3. The Imperative and Object-Oriented Paradigms in Scala

In this chapter, we discuss the imperative and object-oriented programming paradigms with examples in Scala.

3.1. Options for running Scala code

In this section, we discuss the different options for running Scala code, including applications and tests.

  • The simplest way to run Scala code fragments is through the Scala REPL (read-eval-print loop). We can launch the Scala REPL and then evaluate definitions and expressions:

    $ scala
    Welcome to Scala 3.2.0 (17.0.4.1, Java OpenJDK 64-Bit Server VM).
    Type in expressions for evaluation. Or try :help.
    
    scala> 3 + 4
    res0: Int = 7
    
    scala> def f(x: Int) = x + 2
    f: (x: Int)Int
    
    scala> f(3)
    res1: Int = 5
    
    scala> val z = f(4)
    z: Int = 6
    
    scala> Seq(1, 2, 3).map(f)
    res2: Seq[Int] = List(3, 4, 5)
    

    This is a very effective, painless way to conduct initial explorations. The drawback of this approach is a lack of support for managed dependencies, which are required for more advanced work. In that case, starting the Scala REPL through sbt as discussed below is a much better choice. Managing the Scala/Java classpath manually is discouraged.

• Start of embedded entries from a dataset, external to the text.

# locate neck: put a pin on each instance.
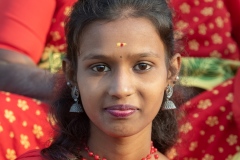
(133, 147)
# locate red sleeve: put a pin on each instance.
(25, 24)
(233, 7)
(31, 155)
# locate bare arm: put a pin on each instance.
(19, 74)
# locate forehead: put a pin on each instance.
(137, 33)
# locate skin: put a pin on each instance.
(23, 76)
(135, 74)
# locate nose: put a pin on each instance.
(121, 84)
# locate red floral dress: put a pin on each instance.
(34, 28)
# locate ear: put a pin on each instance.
(175, 65)
(68, 71)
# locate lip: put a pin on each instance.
(121, 111)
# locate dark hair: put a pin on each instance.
(73, 128)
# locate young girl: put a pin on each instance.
(120, 71)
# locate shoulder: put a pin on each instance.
(31, 155)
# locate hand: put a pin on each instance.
(19, 74)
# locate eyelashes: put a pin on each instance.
(102, 68)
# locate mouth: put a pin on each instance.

    You can also run simple scripts (with optional command-line arguments) directly through the scala interpreter. A main method or @main annotation is required, e.g.:

    $ cat > blah.scala
    def main(args: Array[String]) = println(args.toList)
    $ scala blah.scala 1 2 3
    List(1, 2, 3)
    
  • In a Scala IDE such as IntelliJ IDEA, we can run Scala applications (classes/objects with a main method) and Scala tests from within the IDE. To pass command-line arguments to an application, we have to create a suitable run configuration.

  • It is best to use sbt (the Scala Build Tool) for projects with one or more external dependencies because of sbt’s (and similar build tools’) ability to manage these dependencies in a declarative way:

    $ sbt test
    $ sbt run
    $ sbt "run arg1 arg2 ..."
    $ sbt "runMain my.pkg.Main arg1 arg2 ..."
    $ sbt test:run
    

    In addition, sbt allows you to start a REPL that exposes the code in your project and its managed dependencies. This is the preferred way to explore existing libraries:

    $ sbt console
    

    You can also pull in the additional dependencies from the test scope:

    $ sbt test:console
    

    If you want to bypass your own code in case of, say, compile-time errors, you can use one of these tasks:

    $ sbt consoleQuick
    $ sbt test:consoleQuick
    

    In conjunction with a text editor, sbt’s triggered execution for testing will significantly shorten the edit-compile-run/test cycle, for example:

    $ sbt
    ...
    > ~ test
    
  • In general, irrespective of your choice of development environment, a convenient way to do exploratory programming beyond the basic REPL is to start with a single test. There, you can develop your ideas and interact with the library APIs you want to explore. For simple testing, you can intersperse assertions within your code or use the testing support provided by the chosen testing framework, e.g., JUnit or ScalaTest. So you can start exploring something in a test and then move it into your production code (main folder) when appropriate. The list performance example illustrates this approach.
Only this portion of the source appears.